Chair of the House Financial Services Committee Rep. Patrick McHenry (R-N.C.), and Chair of the Subcommittee on Oversight and Investigations Rep. Bill Huizenga (R-Mich.), have sent a letter to Securities and Exchange Commission (SEC) Chair Gary Gensler demanding further information relating to the charges filed by the agency against FTX founder Sam Bankman-Fried.
The SEC filed its complaint against Bankman-Fried in December 2022, charging him with defrauding investors in violation of section 17(a) of the Securities Act of 1933 and section 10(b) of the Securities Exchange Act of 1934.
This is the two representatives’ second attempt to gain such information from Gensler and the SEC. In this second letter, the lawmakers threaten to use “compulsory process, if necessary” that could be taken to obtain the requested information should the agency continue to fail to fulfill the request.

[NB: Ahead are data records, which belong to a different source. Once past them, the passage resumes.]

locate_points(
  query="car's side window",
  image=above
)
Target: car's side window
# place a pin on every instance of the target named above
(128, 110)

“On Feb. 10, 2023, we sent you a letter requesting documents related to charges filed by the SEC against Sam Bankman-Fried,” the lawmakers wrote in this latest letter. “Ignoring the deadline, the SEC actively impeded committee staff from discussing the request with anyone in the Office of the General Counsel until Chairman Huizenga formally requested a conversation with the SEC general counsel. The subsequent staff level conversations have yet to yield any of the requested documents.”
The lawmakers charge in their letter that SEC staff requested they “narrow the scope” of the requested information in order to start complying with the request for documents.
“Committee staff obliged and produced a narrowed list of custodians, a narrowed time frame, and a list of easily identifiable documents, such as the staff recommendation memo presented to the commission for a vote on charges,” the congressmembers stated.
When committee staff followed up more than a week later to check on the progress, the representatives asserted their staff was told it was a “time consuming and extensive process,” without any indication that production was incoming. The two congressman stated they found this to be “unacceptable.”